Selanjutnya, warga mulai berdatangan sejak sore hari. Tujuannya adalah untuk mengambil posisi terbaik di sepanjang rute.
Sementara itu, antusiasme semakin terasa saat rombongan melintas. Pasalnya, mereka membawa kesenian khas dari 27 kabupaten.
Terlebih lagi, kirab budaya ini menempuh rute 3,5 kilometer. Adapun titik mula berawal dari Kiara Artha Park.
Kemudian, rombongan melintasi Jalan Jakarta dan Jalan Supratman. Akhirnya, perjalanan panjang tersebut berakhir di Gedung Sate.
Oleh sebab itu, beragam pertunjukan seni sukses menyedot perhatian. Bahkan, penampilan sinden membuat warga merasa terhibur.

Dengan demikian, Bandung berubah menjadi panggung budaya terbuka. Hal ini karena semangat pelestarian tradisi sangat kuat.
Terkait penonton, Melly Susilawati mengaku rela datang sejak sore. Maka dari itu, ia mengajak serta seluruh keluarganya.
Oleh karena itu, antusiasmenya tampak sangat tinggi. Melly menyatakan, “Sengaja datang dari jam setengah tiga sore. Pengen lihat langsung Kang Dedi sama kereta kencana,” kata Melly.
Selain itu, Melly menilai acara ini menjadi sarana edukasi. Tujuannya adalah mengenalkan budaya kepada generasi muda.
Meskipun demikian, ia berharap pelaksanaan mendatang lebih tertib. Hal ini karena antusiasme warga sangat tinggi.
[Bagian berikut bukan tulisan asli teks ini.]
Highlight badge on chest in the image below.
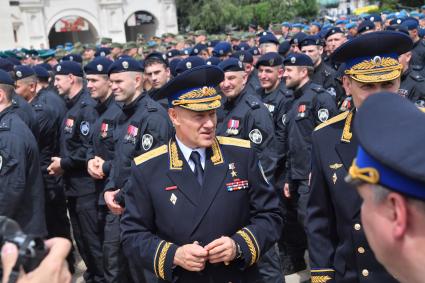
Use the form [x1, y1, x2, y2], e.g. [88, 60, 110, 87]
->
[124, 124, 138, 144]
[226, 119, 240, 135]
[64, 118, 74, 134]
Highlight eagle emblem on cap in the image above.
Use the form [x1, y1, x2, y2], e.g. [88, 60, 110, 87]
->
[290, 57, 296, 64]
[186, 61, 192, 69]
[16, 71, 22, 78]
[122, 61, 129, 69]
[97, 64, 103, 72]
[56, 65, 62, 72]
[269, 59, 274, 65]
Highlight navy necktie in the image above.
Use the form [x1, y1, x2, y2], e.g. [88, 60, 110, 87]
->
[190, 151, 204, 186]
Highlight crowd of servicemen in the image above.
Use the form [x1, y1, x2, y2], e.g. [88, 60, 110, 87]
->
[1, 6, 425, 283]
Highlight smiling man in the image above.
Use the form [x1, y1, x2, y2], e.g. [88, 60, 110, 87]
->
[121, 65, 282, 283]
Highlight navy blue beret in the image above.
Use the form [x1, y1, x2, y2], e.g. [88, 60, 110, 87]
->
[248, 47, 260, 56]
[37, 63, 53, 71]
[290, 32, 308, 45]
[365, 13, 382, 23]
[169, 58, 181, 77]
[349, 92, 425, 200]
[0, 69, 14, 85]
[5, 57, 20, 66]
[84, 57, 113, 75]
[357, 20, 376, 34]
[324, 27, 344, 39]
[175, 56, 206, 75]
[191, 44, 208, 55]
[32, 65, 50, 79]
[278, 41, 291, 56]
[299, 35, 322, 47]
[283, 53, 313, 67]
[0, 58, 14, 72]
[256, 52, 283, 68]
[231, 51, 253, 64]
[182, 48, 192, 56]
[213, 42, 232, 57]
[401, 17, 419, 30]
[166, 49, 181, 59]
[233, 42, 250, 51]
[390, 18, 404, 25]
[259, 33, 279, 45]
[218, 58, 244, 72]
[257, 31, 273, 37]
[117, 55, 132, 60]
[95, 47, 111, 57]
[385, 25, 409, 35]
[61, 54, 83, 63]
[54, 61, 83, 77]
[207, 40, 220, 48]
[14, 65, 35, 80]
[107, 58, 143, 75]
[205, 56, 221, 66]
[145, 52, 169, 66]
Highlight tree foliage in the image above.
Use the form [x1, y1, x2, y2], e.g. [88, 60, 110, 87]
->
[176, 0, 319, 32]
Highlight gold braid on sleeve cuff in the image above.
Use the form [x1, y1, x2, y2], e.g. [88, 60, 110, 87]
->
[235, 227, 260, 266]
[311, 269, 335, 283]
[153, 240, 173, 280]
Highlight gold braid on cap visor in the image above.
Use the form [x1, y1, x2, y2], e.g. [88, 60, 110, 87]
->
[348, 158, 380, 184]
[171, 86, 221, 106]
[345, 57, 402, 83]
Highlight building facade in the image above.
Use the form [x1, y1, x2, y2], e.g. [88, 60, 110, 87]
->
[0, 0, 178, 50]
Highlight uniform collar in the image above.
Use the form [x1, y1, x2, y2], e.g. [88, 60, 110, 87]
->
[293, 80, 311, 99]
[65, 88, 84, 108]
[224, 88, 247, 109]
[175, 135, 206, 169]
[95, 94, 114, 114]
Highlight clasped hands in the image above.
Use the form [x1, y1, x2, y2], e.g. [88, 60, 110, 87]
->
[173, 236, 238, 272]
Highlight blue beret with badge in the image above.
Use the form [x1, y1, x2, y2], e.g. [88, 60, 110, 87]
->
[37, 63, 53, 71]
[347, 92, 425, 200]
[331, 31, 413, 83]
[107, 57, 143, 75]
[283, 53, 313, 67]
[61, 54, 83, 63]
[169, 58, 181, 77]
[207, 40, 220, 48]
[0, 69, 15, 85]
[212, 41, 232, 57]
[278, 41, 291, 56]
[145, 52, 169, 66]
[298, 35, 322, 48]
[365, 13, 382, 23]
[231, 50, 253, 64]
[0, 58, 14, 72]
[390, 18, 404, 25]
[357, 20, 375, 34]
[290, 32, 308, 45]
[324, 27, 344, 39]
[385, 25, 409, 35]
[84, 57, 113, 75]
[233, 42, 250, 51]
[190, 44, 208, 56]
[166, 49, 181, 59]
[205, 56, 221, 66]
[32, 65, 50, 79]
[218, 58, 244, 72]
[259, 33, 279, 45]
[155, 65, 224, 111]
[54, 61, 84, 77]
[248, 47, 260, 56]
[257, 31, 273, 37]
[256, 52, 283, 68]
[95, 47, 111, 57]
[175, 56, 206, 75]
[14, 65, 35, 80]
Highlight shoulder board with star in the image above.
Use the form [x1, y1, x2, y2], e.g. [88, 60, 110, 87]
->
[217, 136, 251, 148]
[314, 111, 349, 131]
[134, 144, 168, 166]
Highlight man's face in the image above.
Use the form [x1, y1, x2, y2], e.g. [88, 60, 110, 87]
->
[15, 80, 34, 101]
[290, 44, 301, 54]
[86, 74, 110, 101]
[310, 25, 319, 34]
[109, 72, 139, 104]
[219, 71, 247, 100]
[169, 107, 217, 148]
[198, 50, 210, 60]
[258, 65, 282, 91]
[283, 66, 304, 89]
[399, 52, 412, 73]
[343, 77, 400, 108]
[111, 47, 122, 57]
[144, 63, 170, 89]
[301, 45, 323, 66]
[83, 49, 95, 60]
[326, 33, 347, 54]
[54, 75, 72, 96]
[259, 43, 278, 54]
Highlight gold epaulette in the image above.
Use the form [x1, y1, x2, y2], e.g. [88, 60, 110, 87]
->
[315, 111, 349, 131]
[217, 136, 251, 148]
[134, 145, 168, 166]
[419, 107, 425, 113]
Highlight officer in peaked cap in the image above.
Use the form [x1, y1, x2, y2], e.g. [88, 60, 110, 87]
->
[347, 92, 425, 283]
[48, 60, 105, 282]
[121, 64, 282, 283]
[299, 35, 340, 100]
[279, 52, 337, 277]
[104, 57, 173, 281]
[307, 31, 413, 283]
[0, 69, 46, 237]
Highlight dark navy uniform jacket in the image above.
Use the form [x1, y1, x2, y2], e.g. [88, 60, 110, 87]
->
[307, 110, 399, 283]
[59, 88, 99, 196]
[121, 136, 282, 283]
[400, 68, 425, 107]
[11, 93, 39, 141]
[0, 107, 46, 237]
[86, 95, 122, 202]
[410, 39, 425, 70]
[284, 81, 338, 181]
[216, 89, 277, 180]
[310, 60, 341, 99]
[104, 93, 172, 199]
[37, 87, 67, 127]
[245, 69, 261, 95]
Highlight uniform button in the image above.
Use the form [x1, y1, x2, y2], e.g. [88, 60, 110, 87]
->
[362, 269, 369, 277]
[358, 247, 365, 254]
[354, 223, 361, 231]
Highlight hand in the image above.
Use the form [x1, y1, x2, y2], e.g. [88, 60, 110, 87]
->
[204, 236, 237, 264]
[47, 157, 64, 176]
[104, 189, 124, 215]
[283, 183, 291, 198]
[173, 242, 208, 272]
[1, 237, 72, 283]
[87, 157, 105, 179]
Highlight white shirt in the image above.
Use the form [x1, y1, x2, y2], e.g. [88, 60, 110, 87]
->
[175, 136, 206, 172]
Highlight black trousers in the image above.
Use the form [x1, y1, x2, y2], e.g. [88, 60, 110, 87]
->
[68, 193, 105, 283]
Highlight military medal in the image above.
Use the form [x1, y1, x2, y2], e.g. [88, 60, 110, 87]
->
[229, 163, 238, 177]
[226, 119, 240, 135]
[226, 179, 249, 192]
[170, 193, 177, 205]
[298, 104, 306, 118]
[165, 186, 177, 191]
[332, 172, 337, 184]
[100, 122, 109, 138]
[64, 118, 74, 133]
[125, 124, 138, 144]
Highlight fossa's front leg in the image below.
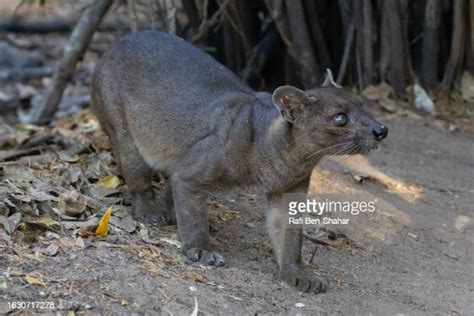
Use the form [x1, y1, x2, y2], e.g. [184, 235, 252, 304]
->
[266, 180, 327, 293]
[170, 175, 224, 267]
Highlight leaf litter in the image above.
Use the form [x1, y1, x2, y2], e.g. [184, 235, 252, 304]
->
[0, 109, 230, 312]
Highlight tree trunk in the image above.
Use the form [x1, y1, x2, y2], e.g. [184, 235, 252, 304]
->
[240, 25, 281, 86]
[337, 20, 355, 85]
[354, 0, 373, 89]
[466, 0, 474, 73]
[284, 0, 322, 87]
[236, 1, 261, 50]
[303, 0, 332, 71]
[33, 0, 113, 123]
[421, 0, 442, 89]
[338, 0, 352, 35]
[380, 0, 412, 95]
[441, 0, 465, 91]
[182, 0, 200, 32]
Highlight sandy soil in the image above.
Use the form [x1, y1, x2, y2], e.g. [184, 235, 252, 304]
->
[1, 118, 473, 315]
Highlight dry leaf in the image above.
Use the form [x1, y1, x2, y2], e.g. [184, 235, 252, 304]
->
[362, 83, 394, 101]
[95, 206, 113, 237]
[75, 236, 85, 248]
[0, 213, 22, 234]
[183, 271, 207, 283]
[23, 215, 60, 228]
[79, 111, 100, 132]
[461, 71, 474, 102]
[40, 243, 59, 256]
[379, 97, 399, 113]
[414, 84, 436, 114]
[58, 190, 87, 217]
[24, 273, 45, 287]
[159, 237, 182, 249]
[218, 210, 240, 222]
[97, 175, 121, 189]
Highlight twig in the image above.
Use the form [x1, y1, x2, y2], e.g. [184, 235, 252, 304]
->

Sementara itu, Andri Aji turut menikmati suasana di Taman Lansia. Maka dari itu, ia memboyong istri dan anaknya.
Selanjutnya, ia mengaku sangat terhibur dengan kemeriahan arak-arakan. Terlebih lagi, banyak seni tradisional melintas.
“Paling menarik lihat sinden dan arak-arakan budayanya. Bandung jadi terasa lebih hidup malam ini suicide,” ujarnya.